Frankie Valli, Bob Guadio, Nick Massi e Tommy DeVito sono quattro ragazzi del New Jersey, provengono da zone che difficilmente possono essere definite altolocate e insieme sanno fare qualcosa che nessuno sapeva ancora fare agli inizi degli anni Sessanta: il rock’n’roll. Tra molti alti e troppi, troppi bassi, i The Four Seasons (alias: Jersey Boys del titolo) creano dei capolavori della musica rock che ancora oggi vengono ripresi, suonati e cantati. Il film ci racconta la loro parabola ascendente prima e discendente poi, ci mostra quello che non si vedeva dagli schermi delle tv che celebravano i quattro ragazzi mentre i loro singoli scalavano le classifiche. I rapporti di potere, le storie d’amore, i momenti che hanno segnato la loro personale storia e quella della musica mondiale insieme.
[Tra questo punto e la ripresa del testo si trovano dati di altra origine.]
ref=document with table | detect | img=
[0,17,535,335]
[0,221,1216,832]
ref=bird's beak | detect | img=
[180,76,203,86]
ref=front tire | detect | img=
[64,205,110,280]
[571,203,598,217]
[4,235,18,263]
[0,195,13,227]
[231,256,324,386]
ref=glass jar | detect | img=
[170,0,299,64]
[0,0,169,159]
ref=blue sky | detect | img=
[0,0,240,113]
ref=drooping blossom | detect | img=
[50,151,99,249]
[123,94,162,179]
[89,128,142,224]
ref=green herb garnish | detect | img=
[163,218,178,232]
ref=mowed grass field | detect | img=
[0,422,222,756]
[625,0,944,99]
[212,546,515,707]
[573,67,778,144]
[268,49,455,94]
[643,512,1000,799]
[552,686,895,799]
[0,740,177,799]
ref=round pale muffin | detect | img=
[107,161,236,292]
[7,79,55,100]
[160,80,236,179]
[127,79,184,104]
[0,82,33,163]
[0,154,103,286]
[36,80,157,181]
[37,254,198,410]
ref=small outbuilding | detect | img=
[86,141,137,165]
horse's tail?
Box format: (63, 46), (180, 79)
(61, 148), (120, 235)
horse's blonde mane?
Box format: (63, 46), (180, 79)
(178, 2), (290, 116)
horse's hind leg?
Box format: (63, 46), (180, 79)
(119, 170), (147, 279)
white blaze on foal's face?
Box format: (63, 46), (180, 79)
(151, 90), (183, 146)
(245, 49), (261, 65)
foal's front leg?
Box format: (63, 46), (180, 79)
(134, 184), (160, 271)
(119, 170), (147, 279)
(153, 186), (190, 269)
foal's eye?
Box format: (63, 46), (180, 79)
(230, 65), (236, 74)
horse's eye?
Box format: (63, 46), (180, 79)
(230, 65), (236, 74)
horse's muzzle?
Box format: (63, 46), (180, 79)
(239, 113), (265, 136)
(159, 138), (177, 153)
Il nuovo film di Clint Eastwood parte da un musical di successo, vincitore del Premio Tony, dal titolo omonimo. A essere trasposto interamente non è però solo il titolo: infatti una parte rilevante del cast è alla sua prima apparizione su grande schermo poiché il regista ha voluto portare sui set di Hollywood le medesime persone che per anni avevano rappresentato in giro per gli Stati Uniti l’opera teatrale. Facce nuove, come quelle di John Lloyd Young, Erich Bergen, Michael Lomenda, che riescono a imprimere un forte impatto al film fin dall’inizio: padroneggiano bene la scena e i loro personaggi calzano su di loro come un capo cucito su misura. Non mancano i nomi altisonanti, come quello di Vincent Piazza, volto del gangster Lucky Luciano nella serie HBO Boardwalk Empire, o quello di Christopher Walken, nei panni di uno spassoso gangster.
La regia di Eastwood, forte di un’esperienza pluridecennale, non si lascia piegare dal successo mondiale dell’opera e, anzi, decide di dare ulteriore linfa al progetto con il suo personale tocco preciso e misurato, trovando anche lo spazio per momenti di estro registico che impressionano non poco. Chi ha visto più opere di questo autore sa anche che spesso Eastwood ha creato le colonne sonore per i suoi film, minimaliste e, non di rado, fatte perlopiù solo da pianoforte. Impossibilitato in questo caso, si è deciso per un approccio del tutto opposto: musica pervasiva e rock dei Four Seasons a tutto spiano. Il musical teatrale poteva facilmente diventare un musical cinematografico, ma Eastwood ci risparmia questa operazione scontata per farne un grande film musicale, sì, ma anche un gangster movie.
Da sottolineare, infine, l’eccellente e caratteristica fotografia di Tom Stern, all’ennesima collaborazione con Clint Eastwood: il suo tocco lo si riconosce dalla patina bianca che avvolge tutti i fotogrammi del film, come se ci fosse una calza bianca su tutte le macchine da presa. Una colorazione a cui siamo oramai abituati, che in tempi di Oscar avrebbe sicuramente fruttato una nuova nomination all’artista.